Armed groups quickly recognized the strategic opportunity these mining zones presented. In many cases, insurgents do not necessarily directly operate the mines themselves. Instead, they dominate the circulation systems surrounding them. They control access roads, tax transporters, charge protection fees, regulate movement, and profit from insecurity surrounding extraction zones.
Gold therefore becomes more than a resource, It becomes a mobility economy. Whoever controls circulation increasingly controls the gold trade. And whoever controls the gold trade gains financial autonomy capable of sustaining long-term insurgency. This has fundamentally transformed conflict across the Sahel. Earlier militant movements often depended heavily on external sponsors or ideological funding networks. Modern insurgencies increasingly finance themselves internally through territorial economic systems tied to gold, trafficking, fuel smuggling, livestock taxation, and cross-border commerce.
Conflict now reproduces itself economically. Insecurity weakens governance. Weak governance expands informal economies. Informal economies finance insurgencies. Insurgencies deepen insecurity further. The cycle continuously reinforces itself across borders. The Sahara itself became infrastructure. Smuggling routes stretching through Fezzan connected insurgent economies across multiple countries simultaneously. Armed groups operating in Mali and Niger increasingly interacted with wider Saharan circulation systems tied to Libya’s fragmentation.
The Sahel’s crises have fused into a single transnational ecosystem where broken borderlands serve as vital areas for insurgent movement, driven by regional fragility and global proxy rivalries. A central issue sustains this: insurgencies survive not just because states are weak, but because heavy-handed state violence drives local legitimacy straight to groups like JNIM. By exploiting local grievances like ethnic tensions, corruption, and farmer-herder conflicts militants embed themselves as pragmatic power brokers and alternative providers of order.
As communities rely on insurgent-run roads and markets, state authority evaporates, rendering purely military campaigns useless; operations might eliminate commanders, but fighters simply reroute because the underlying network of mobility remains intact.
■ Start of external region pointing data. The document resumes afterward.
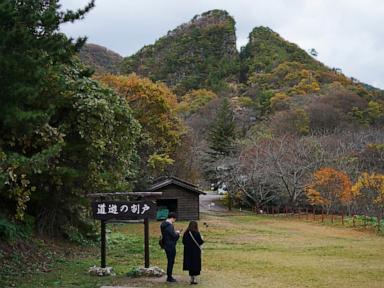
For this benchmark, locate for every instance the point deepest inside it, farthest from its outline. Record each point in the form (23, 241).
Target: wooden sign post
(123, 210)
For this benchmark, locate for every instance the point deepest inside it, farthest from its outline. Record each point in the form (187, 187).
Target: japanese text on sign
(123, 210)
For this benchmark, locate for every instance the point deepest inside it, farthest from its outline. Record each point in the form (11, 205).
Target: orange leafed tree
(369, 189)
(330, 187)
(154, 106)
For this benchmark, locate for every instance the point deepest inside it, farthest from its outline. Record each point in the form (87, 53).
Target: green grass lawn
(240, 251)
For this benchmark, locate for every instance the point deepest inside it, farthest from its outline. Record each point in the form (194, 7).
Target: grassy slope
(242, 251)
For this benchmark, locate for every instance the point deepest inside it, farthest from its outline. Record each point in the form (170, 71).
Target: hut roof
(166, 181)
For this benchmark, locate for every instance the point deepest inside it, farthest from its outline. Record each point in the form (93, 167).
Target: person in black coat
(169, 238)
(192, 251)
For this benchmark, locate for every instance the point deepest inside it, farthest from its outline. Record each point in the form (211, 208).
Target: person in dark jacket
(192, 251)
(170, 237)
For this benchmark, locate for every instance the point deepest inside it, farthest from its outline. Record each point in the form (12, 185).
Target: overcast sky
(347, 34)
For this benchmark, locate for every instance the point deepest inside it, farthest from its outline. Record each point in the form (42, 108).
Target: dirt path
(246, 250)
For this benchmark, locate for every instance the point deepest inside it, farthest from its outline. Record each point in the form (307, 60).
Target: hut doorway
(164, 206)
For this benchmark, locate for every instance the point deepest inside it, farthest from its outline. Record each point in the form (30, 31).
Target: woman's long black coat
(192, 253)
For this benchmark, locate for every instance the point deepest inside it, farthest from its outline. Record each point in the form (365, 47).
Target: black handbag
(161, 242)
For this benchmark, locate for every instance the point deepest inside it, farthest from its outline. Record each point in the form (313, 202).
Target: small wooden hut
(178, 196)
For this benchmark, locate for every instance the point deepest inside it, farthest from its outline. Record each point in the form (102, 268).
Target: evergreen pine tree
(221, 139)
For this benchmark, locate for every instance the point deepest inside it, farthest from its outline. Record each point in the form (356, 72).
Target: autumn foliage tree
(154, 106)
(329, 188)
(369, 189)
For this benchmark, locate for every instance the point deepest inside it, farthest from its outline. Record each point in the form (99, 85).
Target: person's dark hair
(172, 215)
(193, 226)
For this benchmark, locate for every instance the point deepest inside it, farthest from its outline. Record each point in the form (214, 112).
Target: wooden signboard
(123, 210)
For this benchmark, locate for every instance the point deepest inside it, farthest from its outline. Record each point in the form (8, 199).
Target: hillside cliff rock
(100, 59)
(199, 54)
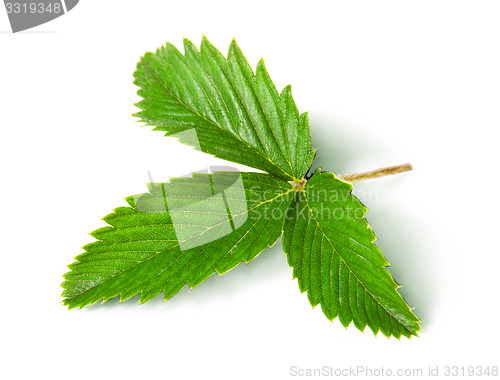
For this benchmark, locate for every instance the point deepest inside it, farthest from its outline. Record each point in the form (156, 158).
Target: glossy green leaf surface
(222, 218)
(330, 247)
(237, 115)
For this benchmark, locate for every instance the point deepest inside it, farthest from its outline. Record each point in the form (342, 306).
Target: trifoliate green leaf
(330, 247)
(179, 233)
(183, 231)
(236, 114)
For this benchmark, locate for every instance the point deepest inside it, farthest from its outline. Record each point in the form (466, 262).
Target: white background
(385, 82)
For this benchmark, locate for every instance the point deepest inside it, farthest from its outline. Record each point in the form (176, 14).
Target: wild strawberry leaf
(179, 233)
(184, 231)
(330, 247)
(238, 115)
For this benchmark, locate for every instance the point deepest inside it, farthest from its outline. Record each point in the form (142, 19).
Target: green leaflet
(223, 219)
(330, 247)
(183, 231)
(237, 115)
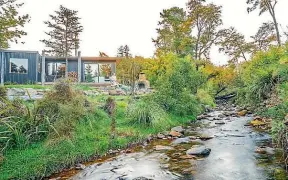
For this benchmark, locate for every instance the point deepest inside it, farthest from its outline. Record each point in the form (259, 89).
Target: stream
(220, 146)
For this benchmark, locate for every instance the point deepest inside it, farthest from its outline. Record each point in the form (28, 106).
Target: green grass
(39, 86)
(90, 138)
(33, 86)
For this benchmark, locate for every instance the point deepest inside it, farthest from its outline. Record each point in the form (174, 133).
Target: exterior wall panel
(30, 77)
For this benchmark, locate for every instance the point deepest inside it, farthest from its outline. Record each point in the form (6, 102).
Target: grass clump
(144, 113)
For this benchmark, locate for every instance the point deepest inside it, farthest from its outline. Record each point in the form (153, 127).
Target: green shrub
(176, 88)
(145, 113)
(3, 93)
(205, 98)
(63, 106)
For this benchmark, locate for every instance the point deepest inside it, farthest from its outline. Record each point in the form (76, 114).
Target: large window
(19, 66)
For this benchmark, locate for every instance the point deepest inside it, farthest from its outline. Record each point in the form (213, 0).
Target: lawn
(39, 86)
(91, 137)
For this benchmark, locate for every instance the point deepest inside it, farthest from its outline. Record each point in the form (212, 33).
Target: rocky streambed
(219, 146)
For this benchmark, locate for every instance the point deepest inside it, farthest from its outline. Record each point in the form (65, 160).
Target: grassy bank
(39, 86)
(91, 137)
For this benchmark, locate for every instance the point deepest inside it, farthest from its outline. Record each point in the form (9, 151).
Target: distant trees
(205, 22)
(11, 22)
(63, 36)
(174, 33)
(233, 44)
(124, 51)
(88, 73)
(264, 37)
(193, 32)
(264, 6)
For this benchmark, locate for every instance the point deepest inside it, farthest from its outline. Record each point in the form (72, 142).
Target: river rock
(221, 116)
(178, 129)
(175, 134)
(220, 122)
(181, 141)
(162, 148)
(160, 136)
(187, 156)
(199, 150)
(205, 137)
(243, 113)
(201, 117)
(80, 166)
(265, 150)
(15, 92)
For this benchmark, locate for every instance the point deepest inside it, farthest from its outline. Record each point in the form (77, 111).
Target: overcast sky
(111, 23)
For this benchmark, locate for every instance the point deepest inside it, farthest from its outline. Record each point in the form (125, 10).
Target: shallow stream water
(232, 155)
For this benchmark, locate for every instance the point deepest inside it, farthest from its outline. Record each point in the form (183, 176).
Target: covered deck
(86, 70)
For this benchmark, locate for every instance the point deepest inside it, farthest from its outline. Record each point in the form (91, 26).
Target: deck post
(2, 68)
(43, 69)
(79, 67)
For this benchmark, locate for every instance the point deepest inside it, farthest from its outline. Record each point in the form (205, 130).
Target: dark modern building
(23, 67)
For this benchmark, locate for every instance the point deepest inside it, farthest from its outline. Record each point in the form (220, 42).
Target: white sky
(111, 23)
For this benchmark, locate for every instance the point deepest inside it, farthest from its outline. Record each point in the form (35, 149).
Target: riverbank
(220, 145)
(90, 140)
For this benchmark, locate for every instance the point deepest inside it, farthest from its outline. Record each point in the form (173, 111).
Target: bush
(177, 87)
(3, 93)
(63, 106)
(144, 113)
(205, 98)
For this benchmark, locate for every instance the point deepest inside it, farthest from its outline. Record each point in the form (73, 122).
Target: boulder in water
(162, 148)
(178, 129)
(199, 150)
(185, 140)
(175, 134)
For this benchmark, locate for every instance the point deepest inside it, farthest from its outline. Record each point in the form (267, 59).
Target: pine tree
(11, 22)
(126, 51)
(120, 51)
(64, 34)
(88, 75)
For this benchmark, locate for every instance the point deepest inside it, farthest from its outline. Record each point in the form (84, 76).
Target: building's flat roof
(15, 51)
(84, 58)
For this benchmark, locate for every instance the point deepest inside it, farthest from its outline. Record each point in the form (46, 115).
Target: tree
(174, 33)
(264, 6)
(88, 73)
(233, 44)
(126, 51)
(64, 33)
(120, 51)
(11, 23)
(264, 37)
(205, 18)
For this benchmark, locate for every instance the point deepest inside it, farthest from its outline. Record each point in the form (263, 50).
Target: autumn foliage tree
(205, 21)
(174, 32)
(264, 6)
(65, 29)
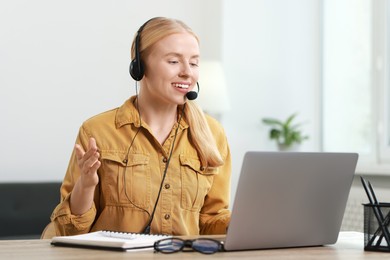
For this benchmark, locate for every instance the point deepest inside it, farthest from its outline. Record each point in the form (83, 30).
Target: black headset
(137, 69)
(136, 66)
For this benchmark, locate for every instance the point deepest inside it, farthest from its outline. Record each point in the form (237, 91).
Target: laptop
(290, 199)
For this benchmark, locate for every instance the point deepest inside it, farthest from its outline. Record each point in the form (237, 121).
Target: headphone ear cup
(136, 70)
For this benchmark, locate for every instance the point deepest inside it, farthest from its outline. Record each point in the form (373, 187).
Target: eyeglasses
(201, 245)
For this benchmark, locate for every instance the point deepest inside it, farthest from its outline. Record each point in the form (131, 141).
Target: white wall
(271, 54)
(64, 61)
This strategic agility is now driving an expansion toward coastal West Africa and the Horn of Africa, threatening to reshape the continent’s security landscape by locking down lucrative trafficking routes, pressuring major economies, and plugging the Sahelian insurgency directly into global maritime trade networks.
States in the Sahel still maintain formal recognition, capitals, and institutions, but much of the periphery is increasingly shaped by overlapping systems of authority involving insurgents, militias, and informal economic actors. Power on the ground is no longer defined by territorial control but by the ability to manage circulation across vast spaces, including people, goods, and illicit trade routes. While international and regional responses continue to prioritize military and counterterrorism approaches, the real strategic center of gravity has shifted toward mobility and economic networks. This has created hybrid governance landscapes where state authority competes with or adapts to non-state actors beyond capital cities. Long-term stability will depend on whether governance models can evolve to regulate these flows rather than focusing only on territorial security.